Projetos de Imortalidade

O ser humano faz muita coisa maluca para ser visto e não ser esquecido
Imagem meramente ilustrativa (Foto: Freepik)

Neste feriado de Carnaval minha atenção foi capturada por um filme brasileiro um tanto atípico: O Sequestro do Voo 375, recém lançado na Star+. A história é baseada em fatos e reais segue um atentado terrorista que aconteceu no país em 1988, quando um tratorista desempregado, Raimundo Nonato, sequestrou um avião comercial numa tentativa de fazer com que a nave colidisse com o Palácio do Planalto, onde residia um dos presidentes mais odiados da história do país (e olha que a concorrência é grande), José Sarney. Acontece no fim dos anos 80, o Brasil vivia uma hiperinflação absurda, além do desemprego, que o próprio Sarney prometeu acabar e falhou miseravelmente. Essa instabilidade econômica teria motivado o desejo de vingança de Nonato. Mas será apenas isso?

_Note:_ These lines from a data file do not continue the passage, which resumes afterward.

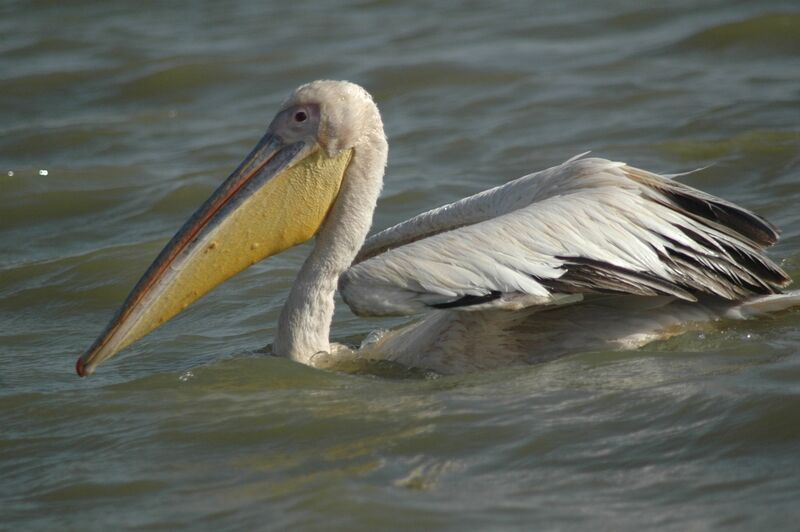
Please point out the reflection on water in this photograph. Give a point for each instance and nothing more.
(118, 119)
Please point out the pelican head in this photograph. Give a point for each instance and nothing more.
(278, 197)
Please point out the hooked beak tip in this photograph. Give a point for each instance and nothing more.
(79, 368)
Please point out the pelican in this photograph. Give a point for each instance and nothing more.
(588, 254)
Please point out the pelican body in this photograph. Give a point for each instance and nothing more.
(589, 253)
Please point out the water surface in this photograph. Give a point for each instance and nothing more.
(118, 118)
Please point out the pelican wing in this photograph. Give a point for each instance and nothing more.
(585, 226)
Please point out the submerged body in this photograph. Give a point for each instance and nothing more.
(587, 252)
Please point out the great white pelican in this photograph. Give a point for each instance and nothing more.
(590, 253)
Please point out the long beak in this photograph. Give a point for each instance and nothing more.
(277, 198)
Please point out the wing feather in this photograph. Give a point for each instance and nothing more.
(586, 226)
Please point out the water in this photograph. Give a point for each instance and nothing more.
(118, 119)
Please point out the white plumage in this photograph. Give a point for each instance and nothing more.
(588, 254)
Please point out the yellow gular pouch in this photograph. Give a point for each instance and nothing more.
(287, 210)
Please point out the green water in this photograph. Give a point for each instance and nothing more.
(118, 118)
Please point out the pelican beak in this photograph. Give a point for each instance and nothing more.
(277, 198)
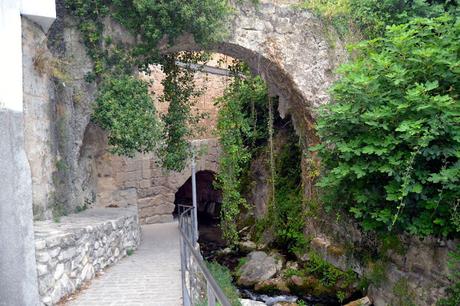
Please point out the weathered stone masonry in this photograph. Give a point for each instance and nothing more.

A pergunta acima não pode ser respondida. Inclusive o filme é bem raso nesse ponto, considerando que o personagem é quase que unifacetado, não sabemos muito a seu respeito, só conhecemos o seu objetivo. E uma pesquisa posterior também não revela nada, não há muitas matérias a respeito desse atentado, tornando irônico o fato de que um homem que quase entrou para a história, no fim acabou entrando para… o esquecimento. Seja como for, desconfio que o desejo de ser visto e lembrado em Nonato era maior que o seu desejo de fazer "justiça". Afinal, não há nada de justo em sacrificar pessoas inocentes apenas para satisfazer a raiva oriunda de sua impotência.

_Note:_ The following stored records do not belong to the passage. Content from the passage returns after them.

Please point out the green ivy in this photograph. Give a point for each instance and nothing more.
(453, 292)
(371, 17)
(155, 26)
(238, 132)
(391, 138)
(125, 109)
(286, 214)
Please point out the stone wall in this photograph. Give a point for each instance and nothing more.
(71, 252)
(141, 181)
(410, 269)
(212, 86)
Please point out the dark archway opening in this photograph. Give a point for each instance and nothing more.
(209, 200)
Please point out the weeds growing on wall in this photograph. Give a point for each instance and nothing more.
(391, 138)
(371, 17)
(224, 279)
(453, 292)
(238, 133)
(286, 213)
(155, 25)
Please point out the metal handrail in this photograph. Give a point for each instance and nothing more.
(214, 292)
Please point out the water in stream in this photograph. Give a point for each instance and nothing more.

O desejo de ser visto e lembrado é um daqueles "projetos de imortalidade" de que falava Ernest Becker. Sabemos que a vida é finita e que um dia iremos partir, então para remediar isso fazemos obras de arte, construções arquitetônicas, projetos de lei, publicamos ideias, criamos filhos… enfim, qualquer coisa que nos traga um legado e faça nosso nome circular quando não estivermos mais respirando.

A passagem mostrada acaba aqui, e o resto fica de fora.